Das Piriformis-Syndrom ist ein häufiges und schmerzhaftes Krankheitsbild, welches sich jedoch durch Krankengymnastik häufig bessern lässt.
Der Piriformis-Muskel (der birnenförmige Muskel) gehört zu unserer Gesäßmuskulatur. Er sorgt dafür, dass unsere Hüfte sich nach hinten streckt, nach außen dreht und das Bein nach außen abspreizt.
Dies alles sind Bewegungen, die wir im Alltag in der Regel selten machen. Besonders Menschen, die eine sitzende Tätigkeit haben, befinden sich häufig in einer gebeugten Hüfthaltung mit angespreizten Beinen.

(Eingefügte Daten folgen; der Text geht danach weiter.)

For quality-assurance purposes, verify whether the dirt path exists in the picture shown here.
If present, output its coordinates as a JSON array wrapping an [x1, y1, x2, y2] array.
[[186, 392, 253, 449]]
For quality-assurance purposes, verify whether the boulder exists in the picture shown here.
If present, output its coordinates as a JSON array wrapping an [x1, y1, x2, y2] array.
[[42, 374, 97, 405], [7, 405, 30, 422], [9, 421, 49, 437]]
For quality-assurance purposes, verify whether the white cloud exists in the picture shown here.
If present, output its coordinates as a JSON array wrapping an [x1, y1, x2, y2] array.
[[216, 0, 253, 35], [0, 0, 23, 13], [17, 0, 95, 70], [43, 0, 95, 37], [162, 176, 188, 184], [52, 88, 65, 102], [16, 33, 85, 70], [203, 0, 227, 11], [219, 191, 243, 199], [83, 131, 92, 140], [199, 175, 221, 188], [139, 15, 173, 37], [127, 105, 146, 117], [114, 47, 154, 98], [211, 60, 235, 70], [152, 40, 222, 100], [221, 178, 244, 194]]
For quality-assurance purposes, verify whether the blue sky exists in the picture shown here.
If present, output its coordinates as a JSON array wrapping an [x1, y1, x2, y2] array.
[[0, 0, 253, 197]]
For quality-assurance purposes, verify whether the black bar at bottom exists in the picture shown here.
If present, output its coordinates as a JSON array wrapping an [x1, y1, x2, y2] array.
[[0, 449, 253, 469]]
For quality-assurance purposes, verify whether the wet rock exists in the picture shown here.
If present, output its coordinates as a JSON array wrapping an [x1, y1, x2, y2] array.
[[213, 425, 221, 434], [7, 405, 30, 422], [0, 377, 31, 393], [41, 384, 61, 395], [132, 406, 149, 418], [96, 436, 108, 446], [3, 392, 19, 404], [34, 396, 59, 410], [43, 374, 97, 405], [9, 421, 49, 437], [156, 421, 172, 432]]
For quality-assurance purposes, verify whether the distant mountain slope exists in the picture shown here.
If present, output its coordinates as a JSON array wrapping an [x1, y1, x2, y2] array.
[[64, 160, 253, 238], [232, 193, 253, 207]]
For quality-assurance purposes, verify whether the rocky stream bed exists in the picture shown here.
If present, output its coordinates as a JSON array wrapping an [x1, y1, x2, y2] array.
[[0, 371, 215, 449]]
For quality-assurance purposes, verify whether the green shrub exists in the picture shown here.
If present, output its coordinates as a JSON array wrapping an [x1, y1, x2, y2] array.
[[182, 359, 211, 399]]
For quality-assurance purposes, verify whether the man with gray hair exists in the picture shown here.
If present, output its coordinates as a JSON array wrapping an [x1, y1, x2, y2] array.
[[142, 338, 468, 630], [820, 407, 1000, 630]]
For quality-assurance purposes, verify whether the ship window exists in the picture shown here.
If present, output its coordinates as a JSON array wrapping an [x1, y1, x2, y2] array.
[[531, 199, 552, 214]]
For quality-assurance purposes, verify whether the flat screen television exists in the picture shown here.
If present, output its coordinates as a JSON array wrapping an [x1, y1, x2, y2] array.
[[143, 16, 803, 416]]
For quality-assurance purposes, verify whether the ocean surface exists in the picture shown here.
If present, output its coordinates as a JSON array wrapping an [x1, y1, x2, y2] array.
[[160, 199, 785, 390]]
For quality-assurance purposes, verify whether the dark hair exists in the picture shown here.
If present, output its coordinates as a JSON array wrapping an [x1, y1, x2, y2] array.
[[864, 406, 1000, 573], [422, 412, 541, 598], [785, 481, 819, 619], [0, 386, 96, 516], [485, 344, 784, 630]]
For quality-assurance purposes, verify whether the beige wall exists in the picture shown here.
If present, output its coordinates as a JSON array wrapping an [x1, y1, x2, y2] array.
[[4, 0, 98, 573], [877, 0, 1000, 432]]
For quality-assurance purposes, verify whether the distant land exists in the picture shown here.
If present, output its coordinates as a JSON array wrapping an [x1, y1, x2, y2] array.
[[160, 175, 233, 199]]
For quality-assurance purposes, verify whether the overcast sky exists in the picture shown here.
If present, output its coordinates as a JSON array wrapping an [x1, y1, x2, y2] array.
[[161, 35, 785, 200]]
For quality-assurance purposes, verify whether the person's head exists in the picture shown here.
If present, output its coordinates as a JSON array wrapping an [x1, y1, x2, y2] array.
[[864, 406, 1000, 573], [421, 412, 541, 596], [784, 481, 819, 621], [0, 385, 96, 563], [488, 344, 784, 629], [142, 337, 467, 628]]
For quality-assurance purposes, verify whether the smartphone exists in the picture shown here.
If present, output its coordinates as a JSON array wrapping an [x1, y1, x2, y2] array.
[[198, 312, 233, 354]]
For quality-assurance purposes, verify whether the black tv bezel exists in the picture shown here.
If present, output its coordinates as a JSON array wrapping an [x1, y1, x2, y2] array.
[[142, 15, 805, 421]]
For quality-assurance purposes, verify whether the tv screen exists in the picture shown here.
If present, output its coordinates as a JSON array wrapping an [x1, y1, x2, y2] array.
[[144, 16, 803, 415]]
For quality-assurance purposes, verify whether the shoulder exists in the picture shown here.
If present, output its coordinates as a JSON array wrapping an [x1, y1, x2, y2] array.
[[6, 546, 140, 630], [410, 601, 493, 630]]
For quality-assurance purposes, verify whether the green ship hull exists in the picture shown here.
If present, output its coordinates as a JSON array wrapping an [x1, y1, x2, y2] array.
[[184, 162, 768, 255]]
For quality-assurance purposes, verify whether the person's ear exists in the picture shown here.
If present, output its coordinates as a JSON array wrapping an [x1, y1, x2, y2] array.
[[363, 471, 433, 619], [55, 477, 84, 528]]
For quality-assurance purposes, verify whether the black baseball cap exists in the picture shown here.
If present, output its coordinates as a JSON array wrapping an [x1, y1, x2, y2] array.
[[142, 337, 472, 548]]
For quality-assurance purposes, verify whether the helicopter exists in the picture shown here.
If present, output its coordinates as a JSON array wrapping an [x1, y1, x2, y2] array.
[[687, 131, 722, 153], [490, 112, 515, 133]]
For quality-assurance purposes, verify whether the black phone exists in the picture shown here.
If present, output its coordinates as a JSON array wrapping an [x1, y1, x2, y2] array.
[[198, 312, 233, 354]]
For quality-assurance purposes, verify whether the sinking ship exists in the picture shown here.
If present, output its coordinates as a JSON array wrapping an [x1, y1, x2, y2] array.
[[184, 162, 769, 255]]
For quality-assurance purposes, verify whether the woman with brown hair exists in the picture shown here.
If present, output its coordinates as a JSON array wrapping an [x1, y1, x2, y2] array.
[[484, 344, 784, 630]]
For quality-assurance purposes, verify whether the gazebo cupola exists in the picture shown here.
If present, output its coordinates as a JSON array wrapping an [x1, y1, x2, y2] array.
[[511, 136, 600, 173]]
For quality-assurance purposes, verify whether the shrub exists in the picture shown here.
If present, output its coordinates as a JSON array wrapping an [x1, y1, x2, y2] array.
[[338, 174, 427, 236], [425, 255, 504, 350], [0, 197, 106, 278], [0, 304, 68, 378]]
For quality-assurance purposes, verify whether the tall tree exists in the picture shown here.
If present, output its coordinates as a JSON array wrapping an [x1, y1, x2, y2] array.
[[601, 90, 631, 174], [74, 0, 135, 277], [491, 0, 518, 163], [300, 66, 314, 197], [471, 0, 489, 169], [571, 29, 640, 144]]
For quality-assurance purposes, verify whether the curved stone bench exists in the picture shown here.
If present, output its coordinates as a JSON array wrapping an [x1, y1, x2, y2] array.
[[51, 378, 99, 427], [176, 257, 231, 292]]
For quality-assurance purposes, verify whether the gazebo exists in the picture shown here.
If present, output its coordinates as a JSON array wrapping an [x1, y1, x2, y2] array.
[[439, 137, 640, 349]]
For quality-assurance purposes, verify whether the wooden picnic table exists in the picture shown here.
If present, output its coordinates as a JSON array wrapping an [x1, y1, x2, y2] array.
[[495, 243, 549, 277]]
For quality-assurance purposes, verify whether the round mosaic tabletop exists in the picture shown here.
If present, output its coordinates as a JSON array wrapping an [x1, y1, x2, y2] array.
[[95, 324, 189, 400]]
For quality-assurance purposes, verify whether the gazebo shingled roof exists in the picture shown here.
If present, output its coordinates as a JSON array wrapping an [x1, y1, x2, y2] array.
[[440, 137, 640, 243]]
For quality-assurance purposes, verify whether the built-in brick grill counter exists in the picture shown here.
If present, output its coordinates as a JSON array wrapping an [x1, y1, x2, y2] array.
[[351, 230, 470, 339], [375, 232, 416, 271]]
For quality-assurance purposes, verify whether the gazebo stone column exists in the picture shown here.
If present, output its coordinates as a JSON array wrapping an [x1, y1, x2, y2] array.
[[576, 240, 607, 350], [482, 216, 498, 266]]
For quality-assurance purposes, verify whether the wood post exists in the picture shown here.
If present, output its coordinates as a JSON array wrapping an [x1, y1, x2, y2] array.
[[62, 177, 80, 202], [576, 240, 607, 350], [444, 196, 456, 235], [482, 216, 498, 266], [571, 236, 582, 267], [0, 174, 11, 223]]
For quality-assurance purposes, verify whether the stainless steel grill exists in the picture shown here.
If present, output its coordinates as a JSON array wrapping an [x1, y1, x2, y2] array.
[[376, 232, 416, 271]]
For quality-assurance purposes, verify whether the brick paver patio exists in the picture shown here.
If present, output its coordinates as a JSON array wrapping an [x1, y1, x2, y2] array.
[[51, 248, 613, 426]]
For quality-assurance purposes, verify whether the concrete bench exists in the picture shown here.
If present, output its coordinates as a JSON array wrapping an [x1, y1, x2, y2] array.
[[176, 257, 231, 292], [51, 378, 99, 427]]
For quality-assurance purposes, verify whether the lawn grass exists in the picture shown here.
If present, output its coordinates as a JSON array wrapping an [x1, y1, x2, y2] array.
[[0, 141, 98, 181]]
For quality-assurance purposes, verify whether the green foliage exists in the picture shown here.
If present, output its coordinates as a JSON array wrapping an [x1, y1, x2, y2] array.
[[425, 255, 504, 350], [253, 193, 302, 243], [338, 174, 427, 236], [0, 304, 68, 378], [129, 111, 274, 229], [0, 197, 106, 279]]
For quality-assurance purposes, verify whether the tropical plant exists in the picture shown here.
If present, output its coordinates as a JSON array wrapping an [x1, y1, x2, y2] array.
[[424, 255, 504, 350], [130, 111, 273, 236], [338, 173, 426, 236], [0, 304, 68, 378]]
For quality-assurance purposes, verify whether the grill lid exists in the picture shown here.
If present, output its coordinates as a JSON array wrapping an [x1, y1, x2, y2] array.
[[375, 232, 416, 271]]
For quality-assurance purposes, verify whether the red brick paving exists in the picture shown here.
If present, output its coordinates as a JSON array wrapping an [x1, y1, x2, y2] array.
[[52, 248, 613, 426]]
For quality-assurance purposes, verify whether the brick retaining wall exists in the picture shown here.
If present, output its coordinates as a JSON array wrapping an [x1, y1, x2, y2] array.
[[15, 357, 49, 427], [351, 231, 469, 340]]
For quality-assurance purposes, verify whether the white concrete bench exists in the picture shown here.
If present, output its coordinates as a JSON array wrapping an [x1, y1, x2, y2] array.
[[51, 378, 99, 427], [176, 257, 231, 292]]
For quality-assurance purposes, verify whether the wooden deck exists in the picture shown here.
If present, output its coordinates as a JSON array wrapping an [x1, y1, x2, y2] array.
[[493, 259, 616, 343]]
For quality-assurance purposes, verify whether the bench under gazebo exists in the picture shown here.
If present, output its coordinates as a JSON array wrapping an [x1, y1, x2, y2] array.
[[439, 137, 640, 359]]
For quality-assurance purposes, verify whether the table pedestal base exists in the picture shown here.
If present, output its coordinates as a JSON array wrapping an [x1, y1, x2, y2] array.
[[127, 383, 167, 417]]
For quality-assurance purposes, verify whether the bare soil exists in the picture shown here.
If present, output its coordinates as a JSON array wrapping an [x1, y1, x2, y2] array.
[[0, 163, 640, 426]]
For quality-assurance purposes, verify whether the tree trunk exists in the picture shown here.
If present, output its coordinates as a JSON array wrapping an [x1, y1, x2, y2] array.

Das heißt, dass der Piriformis-Muskel kaum beansprucht wird und wie alle Muskeln, die wir nicht regelmäßig trainieren, an Kraft verliert. Gleichzeitig kommt er durch die Gegenbewegung zu seiner eigentlichen Funktion durch die sitzende Haltung auf Spannung. Dies führt dazu, dass der Muskel mehr und mehr verkrampft. Es kann zu schmerzhaften Verspannungen in der Gesäßmuskulatur kommen. Weiterhin verläuft unser Ischias Nerv durch den Muskel. Wenn nun der Piriformis Muskel verkrampft ist, kann es sein, dass er auf den Nerv drückt und die Ernährungssituation des Gewebes sich verschlechtert. Dies kann zu einer Beeinträchtigung des Nervs und seiner Funktion führen und zu ausstrahlenden Schmerzen oder Sensibilitätsstörungen im Bereich des unteren Rückens, des Oberschenkels bis hin zum Knie führen. Diese Probleme führen dann zum so genannten Piriformis-Syndrom und können unter anderem mit Krankengymnastik behandelt werden.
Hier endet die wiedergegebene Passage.